“The cold reality is that I may be good at creating new programs, but I’m a lousy administrator. I get nervous and fidgety in meetings and hate rules, regulations, policies, procedures as well as what were becoming popular, budgets.” Van France, Founder, Disney University
One Person Can’t Do It All
Van France had the rug pulled out from under him the day he learned that a new manager had been hired to run the daily operations of the Disney University. While Van wouldn’t have to report directly to this new manager, his feelings were deeply hurt. Walt Disney once said that “a kick in the teeth may be the best thing in the world for you.” Well, Van got that kick in the teeth, and after moping about due to his bruised ego, realized that the organizational change had been good for him and the University. He even said, “my style had been appropriate for the pioneering years, and it had been fun. (The new manager) brought in needed sophistication … there was even an organization chart.”
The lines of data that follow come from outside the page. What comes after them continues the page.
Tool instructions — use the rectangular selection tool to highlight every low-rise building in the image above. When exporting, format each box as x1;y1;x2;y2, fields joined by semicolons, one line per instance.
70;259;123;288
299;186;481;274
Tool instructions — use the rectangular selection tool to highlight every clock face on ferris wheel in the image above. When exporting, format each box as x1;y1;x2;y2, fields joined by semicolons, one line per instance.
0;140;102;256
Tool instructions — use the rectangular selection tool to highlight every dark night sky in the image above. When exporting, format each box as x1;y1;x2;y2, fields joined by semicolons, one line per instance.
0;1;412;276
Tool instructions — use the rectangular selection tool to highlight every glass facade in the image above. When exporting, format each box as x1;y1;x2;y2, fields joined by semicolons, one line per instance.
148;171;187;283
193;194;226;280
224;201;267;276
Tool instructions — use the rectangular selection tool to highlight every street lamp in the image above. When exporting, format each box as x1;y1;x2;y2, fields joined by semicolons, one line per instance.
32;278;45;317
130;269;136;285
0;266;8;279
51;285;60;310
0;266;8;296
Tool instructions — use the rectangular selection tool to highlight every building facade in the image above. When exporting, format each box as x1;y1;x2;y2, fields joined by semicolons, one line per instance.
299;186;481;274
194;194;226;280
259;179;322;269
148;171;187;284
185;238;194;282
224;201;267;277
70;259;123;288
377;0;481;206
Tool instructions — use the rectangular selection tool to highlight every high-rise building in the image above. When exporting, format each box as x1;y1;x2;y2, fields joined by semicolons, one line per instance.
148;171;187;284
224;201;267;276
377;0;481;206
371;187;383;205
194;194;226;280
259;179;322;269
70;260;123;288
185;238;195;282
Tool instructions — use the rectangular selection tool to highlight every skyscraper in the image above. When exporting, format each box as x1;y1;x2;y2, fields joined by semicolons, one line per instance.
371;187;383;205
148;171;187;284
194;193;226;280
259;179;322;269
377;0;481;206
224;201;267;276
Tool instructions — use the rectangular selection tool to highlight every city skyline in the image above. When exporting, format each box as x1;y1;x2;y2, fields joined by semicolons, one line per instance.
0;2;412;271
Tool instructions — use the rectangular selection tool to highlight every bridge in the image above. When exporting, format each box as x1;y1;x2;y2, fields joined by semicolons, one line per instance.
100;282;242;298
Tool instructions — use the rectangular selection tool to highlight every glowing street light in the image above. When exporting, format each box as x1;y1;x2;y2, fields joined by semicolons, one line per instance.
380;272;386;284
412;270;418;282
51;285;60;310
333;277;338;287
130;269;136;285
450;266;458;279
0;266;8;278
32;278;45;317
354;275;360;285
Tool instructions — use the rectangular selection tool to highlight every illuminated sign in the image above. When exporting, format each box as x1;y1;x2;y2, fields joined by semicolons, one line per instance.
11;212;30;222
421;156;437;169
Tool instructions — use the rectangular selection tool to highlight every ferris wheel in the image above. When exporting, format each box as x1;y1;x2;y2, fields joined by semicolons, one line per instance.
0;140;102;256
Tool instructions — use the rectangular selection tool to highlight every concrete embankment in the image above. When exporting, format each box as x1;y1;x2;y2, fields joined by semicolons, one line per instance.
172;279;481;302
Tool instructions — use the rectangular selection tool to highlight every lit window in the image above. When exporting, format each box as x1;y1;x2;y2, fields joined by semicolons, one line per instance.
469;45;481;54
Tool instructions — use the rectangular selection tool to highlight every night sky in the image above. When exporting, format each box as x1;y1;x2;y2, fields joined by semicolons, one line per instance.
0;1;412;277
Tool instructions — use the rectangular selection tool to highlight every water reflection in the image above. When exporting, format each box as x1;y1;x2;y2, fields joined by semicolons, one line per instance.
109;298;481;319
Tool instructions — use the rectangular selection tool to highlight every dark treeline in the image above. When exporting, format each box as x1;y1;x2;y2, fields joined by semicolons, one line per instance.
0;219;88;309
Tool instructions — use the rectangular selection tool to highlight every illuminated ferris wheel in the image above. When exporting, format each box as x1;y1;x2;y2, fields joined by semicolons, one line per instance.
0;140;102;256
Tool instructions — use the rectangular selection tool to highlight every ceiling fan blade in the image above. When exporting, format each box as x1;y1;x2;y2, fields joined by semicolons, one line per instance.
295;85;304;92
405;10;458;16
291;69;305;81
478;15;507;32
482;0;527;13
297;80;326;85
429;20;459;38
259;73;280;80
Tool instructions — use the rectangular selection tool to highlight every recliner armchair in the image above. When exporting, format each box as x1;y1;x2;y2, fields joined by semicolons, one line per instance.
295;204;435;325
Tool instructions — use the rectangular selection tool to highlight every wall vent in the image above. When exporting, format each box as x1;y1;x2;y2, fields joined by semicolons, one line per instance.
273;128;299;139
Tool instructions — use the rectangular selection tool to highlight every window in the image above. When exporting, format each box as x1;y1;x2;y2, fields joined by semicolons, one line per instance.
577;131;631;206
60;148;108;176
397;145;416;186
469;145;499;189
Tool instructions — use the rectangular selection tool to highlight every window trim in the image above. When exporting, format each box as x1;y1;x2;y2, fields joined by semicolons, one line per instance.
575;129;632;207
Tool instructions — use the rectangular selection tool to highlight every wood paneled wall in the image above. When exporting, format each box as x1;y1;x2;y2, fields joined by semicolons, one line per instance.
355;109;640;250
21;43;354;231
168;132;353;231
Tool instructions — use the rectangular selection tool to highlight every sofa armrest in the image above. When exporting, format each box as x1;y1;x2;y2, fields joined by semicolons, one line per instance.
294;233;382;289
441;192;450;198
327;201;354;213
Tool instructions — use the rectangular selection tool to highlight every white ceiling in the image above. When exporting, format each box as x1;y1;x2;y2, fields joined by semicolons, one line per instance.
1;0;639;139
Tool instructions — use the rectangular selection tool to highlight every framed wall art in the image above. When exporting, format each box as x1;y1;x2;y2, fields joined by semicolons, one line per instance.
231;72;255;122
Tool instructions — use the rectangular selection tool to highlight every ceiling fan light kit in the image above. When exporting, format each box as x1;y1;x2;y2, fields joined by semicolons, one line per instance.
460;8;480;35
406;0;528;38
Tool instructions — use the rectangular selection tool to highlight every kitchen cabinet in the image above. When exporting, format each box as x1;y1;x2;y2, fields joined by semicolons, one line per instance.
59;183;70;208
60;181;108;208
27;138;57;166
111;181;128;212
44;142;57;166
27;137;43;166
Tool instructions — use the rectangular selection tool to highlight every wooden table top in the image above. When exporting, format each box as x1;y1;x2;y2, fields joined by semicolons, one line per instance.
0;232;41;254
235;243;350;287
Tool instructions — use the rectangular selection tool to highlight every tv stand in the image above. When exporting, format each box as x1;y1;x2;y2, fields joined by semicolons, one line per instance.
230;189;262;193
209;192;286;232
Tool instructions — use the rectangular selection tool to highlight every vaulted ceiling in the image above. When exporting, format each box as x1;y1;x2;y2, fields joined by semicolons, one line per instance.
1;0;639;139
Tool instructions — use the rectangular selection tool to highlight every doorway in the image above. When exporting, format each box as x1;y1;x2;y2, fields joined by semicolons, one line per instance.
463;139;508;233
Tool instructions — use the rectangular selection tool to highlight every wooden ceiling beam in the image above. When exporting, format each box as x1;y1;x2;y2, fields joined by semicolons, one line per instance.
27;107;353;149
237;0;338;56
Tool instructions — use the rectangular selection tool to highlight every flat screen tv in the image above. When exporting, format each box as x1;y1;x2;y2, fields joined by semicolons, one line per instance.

Van France was the definition of a right-brain thinker; he was intensely creative, quick on his feet, eager to break new ground and the first to become bored with procedures and run-of-the-mill maintenance. He was a dreamer. He also learned that one person can’t do it all. The new manager brought much-needed balance with his operational skills and attention to detail. The new manager was a doer. Together, they created an even better University.
What Van learned about the strength of pairing dreamers and doers is a lesson that is vital for the long-term health of any organization. Unfortunately, this vital balance is overlooked by far too many leaders.
How is the balance on your leadership team?